BP, PBGA urge government to reduce taxes, duties on import of edible oil

28 Dec, 2016

Chairman Businessmen Panel and Pakistan Business Group Alliance of FPCCI Mian Zahid Hussain, Presidential Candidate Abdul Rahim Janoo, Candidate for Sr. Vice President Mian Anjum Nisar for FPCCI Elections 2017 & Chief Convenor Election Cell Syed Abdul Waheed Shah has said government should consider reducing taxes and duties on import of edible oil to promote this sector.
The import duty, sales tax and other Government revenues are highest in Pakistan compared to our neighbouring countries therefore problems of Edible Oil sector should be recognised and resolved on a fast track basis, they said. They said that Pakistan imports around 2.1 million tonnes of Palm Oil products worth $1.8bn from Indonesia and Malaysia to fulfil domestic consumption of around 3.2m tonnes of ghee and cooking oil annually.
Reduction in the taxes will encourage vanaspati manufacturers to invest in oilseed production with an aim to achieve self-sufficiency and even exports in the longer run, they added.

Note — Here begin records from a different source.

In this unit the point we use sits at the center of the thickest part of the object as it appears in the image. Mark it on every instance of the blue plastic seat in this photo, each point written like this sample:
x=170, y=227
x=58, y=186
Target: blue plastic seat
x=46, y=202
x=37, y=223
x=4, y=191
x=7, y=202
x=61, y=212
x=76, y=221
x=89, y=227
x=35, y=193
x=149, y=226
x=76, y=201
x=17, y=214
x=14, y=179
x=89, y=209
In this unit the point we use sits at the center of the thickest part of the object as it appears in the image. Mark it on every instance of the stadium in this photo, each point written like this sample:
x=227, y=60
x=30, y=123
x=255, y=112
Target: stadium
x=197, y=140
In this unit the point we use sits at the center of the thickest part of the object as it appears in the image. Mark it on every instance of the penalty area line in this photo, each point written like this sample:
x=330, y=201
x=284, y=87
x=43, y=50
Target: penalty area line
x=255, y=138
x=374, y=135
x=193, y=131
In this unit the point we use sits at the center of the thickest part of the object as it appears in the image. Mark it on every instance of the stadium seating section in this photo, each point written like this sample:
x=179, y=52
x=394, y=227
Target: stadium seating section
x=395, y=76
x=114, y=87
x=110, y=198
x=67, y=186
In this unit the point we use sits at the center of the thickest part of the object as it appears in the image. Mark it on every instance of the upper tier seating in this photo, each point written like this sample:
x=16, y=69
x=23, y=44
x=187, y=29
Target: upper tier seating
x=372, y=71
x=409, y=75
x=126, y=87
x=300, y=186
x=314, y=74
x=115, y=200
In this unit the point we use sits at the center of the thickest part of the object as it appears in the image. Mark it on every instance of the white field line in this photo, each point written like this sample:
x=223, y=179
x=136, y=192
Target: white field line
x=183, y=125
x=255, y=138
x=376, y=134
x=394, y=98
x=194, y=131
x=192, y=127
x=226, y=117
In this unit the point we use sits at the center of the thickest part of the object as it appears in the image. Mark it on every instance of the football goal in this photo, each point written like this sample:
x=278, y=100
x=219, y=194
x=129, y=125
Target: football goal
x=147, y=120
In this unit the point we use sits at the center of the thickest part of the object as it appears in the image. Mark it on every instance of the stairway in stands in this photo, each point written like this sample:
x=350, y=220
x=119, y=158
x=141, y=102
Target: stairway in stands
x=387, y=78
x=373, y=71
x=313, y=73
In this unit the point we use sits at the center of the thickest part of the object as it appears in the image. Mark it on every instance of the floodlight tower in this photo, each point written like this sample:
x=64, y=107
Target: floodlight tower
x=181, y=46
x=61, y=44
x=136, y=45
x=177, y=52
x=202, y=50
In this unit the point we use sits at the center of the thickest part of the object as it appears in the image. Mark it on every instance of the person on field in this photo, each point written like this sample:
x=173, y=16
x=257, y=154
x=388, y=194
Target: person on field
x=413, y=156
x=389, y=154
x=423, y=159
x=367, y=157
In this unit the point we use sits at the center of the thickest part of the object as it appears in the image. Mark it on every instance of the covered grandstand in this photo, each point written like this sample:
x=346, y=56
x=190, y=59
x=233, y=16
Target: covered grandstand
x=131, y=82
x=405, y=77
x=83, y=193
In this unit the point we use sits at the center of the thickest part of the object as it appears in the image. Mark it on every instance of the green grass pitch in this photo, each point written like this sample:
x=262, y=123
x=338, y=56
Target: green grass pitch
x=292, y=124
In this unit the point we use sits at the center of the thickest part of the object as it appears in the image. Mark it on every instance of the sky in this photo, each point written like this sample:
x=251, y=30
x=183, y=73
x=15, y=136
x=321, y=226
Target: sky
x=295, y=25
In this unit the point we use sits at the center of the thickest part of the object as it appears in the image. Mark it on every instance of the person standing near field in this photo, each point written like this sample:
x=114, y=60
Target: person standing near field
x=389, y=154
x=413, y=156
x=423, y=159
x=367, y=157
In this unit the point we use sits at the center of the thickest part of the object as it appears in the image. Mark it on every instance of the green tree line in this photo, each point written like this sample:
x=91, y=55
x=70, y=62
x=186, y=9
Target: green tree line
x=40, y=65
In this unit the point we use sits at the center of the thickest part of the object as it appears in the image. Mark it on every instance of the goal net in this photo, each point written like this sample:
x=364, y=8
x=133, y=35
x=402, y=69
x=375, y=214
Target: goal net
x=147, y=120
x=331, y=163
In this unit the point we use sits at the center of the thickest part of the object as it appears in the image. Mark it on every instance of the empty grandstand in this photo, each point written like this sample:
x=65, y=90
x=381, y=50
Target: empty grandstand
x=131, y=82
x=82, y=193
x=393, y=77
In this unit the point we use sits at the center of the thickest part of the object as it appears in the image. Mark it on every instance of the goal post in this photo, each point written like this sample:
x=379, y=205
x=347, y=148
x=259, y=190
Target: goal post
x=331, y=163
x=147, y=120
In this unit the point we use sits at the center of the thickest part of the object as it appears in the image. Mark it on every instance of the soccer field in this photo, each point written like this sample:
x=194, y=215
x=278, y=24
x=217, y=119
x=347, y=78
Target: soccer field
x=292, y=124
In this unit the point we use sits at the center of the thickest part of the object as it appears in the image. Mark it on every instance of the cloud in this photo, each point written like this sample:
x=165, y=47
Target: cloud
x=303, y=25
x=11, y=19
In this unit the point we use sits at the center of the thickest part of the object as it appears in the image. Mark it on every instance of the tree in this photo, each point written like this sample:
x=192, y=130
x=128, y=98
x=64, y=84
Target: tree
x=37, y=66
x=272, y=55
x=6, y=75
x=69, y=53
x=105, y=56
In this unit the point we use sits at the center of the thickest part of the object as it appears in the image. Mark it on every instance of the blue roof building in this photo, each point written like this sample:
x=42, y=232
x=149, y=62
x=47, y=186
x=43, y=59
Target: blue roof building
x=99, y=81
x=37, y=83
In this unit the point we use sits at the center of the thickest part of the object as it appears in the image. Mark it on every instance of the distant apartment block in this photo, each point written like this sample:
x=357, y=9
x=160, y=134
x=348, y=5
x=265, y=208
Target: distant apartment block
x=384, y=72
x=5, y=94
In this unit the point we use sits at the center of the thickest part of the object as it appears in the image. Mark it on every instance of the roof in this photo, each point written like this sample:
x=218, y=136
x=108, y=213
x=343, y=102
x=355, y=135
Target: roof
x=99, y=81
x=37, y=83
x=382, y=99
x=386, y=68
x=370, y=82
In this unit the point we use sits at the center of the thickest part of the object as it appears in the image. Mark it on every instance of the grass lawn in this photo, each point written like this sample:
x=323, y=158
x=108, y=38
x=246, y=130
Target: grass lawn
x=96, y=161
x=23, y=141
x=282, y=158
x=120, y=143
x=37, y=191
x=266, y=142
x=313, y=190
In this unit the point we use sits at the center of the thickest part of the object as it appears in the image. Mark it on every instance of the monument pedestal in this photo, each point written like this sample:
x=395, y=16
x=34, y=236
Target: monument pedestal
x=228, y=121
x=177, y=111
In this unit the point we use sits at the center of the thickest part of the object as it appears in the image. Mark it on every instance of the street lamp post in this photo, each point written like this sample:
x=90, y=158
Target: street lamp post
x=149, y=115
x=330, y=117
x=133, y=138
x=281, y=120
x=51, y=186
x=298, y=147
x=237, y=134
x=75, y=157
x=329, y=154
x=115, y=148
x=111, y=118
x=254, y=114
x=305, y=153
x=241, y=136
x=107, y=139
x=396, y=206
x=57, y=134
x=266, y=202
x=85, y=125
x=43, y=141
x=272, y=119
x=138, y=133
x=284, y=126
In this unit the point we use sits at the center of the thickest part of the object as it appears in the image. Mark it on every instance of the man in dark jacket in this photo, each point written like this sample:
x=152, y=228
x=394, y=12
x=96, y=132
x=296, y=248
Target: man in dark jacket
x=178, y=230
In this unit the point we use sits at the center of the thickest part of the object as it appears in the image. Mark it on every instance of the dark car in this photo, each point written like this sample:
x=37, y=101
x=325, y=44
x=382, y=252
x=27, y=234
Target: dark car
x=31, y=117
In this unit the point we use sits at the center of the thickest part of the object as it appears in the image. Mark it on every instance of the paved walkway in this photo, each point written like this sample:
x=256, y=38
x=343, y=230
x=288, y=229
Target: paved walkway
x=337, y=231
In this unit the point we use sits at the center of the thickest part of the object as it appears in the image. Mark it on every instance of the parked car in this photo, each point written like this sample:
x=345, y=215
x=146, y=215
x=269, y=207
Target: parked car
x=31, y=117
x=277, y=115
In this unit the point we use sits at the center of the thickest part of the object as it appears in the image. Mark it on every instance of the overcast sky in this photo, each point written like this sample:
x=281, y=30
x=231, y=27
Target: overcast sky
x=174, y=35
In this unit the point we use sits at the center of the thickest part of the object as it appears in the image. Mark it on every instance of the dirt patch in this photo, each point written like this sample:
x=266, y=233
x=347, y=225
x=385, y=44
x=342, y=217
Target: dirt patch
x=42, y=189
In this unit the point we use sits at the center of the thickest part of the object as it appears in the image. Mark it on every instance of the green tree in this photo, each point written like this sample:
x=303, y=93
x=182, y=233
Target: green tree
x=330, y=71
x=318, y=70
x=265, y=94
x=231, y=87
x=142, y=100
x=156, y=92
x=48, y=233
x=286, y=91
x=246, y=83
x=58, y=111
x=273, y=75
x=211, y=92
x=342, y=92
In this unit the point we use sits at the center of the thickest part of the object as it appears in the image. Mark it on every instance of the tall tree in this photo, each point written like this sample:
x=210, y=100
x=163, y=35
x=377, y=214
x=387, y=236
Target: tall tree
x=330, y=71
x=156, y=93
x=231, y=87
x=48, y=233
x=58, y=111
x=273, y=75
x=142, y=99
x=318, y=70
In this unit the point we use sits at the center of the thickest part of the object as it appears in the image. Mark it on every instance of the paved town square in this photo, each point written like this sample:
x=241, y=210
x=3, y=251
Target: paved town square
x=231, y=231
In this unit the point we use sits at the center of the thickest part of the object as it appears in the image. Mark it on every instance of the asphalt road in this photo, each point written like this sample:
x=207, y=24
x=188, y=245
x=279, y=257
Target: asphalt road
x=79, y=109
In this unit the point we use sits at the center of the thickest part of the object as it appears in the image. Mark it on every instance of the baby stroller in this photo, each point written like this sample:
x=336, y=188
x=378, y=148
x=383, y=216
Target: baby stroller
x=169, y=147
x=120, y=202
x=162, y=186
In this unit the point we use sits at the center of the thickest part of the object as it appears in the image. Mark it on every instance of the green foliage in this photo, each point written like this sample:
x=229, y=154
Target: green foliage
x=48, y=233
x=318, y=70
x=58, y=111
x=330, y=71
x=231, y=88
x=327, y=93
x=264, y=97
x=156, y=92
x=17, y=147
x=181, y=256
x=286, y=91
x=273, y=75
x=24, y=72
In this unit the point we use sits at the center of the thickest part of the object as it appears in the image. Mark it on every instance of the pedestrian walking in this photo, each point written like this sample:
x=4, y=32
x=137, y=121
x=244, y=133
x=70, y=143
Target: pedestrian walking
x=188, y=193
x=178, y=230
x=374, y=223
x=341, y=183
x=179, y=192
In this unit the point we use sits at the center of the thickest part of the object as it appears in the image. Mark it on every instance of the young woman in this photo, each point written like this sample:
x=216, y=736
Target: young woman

They said that international prices of palm oil have gone down providing opportunity to many countries including India and China to build up reserves of the edible oil which should be considered by policymakers at home. Prices of ghee and cooking oil have surged by Rs 30-50 on a five-kilogram carton in last one year for which all the stakeholders blame each other. They said that the export of Ghee to Afghanistan and the Central Asia has become a good source to earn precious foreign exchange therefore export quota under DTRE should be enhanced three times from 1000 metric tonne, they demanded. They said that exporters should also eye Gulf and Middle Eastern markets.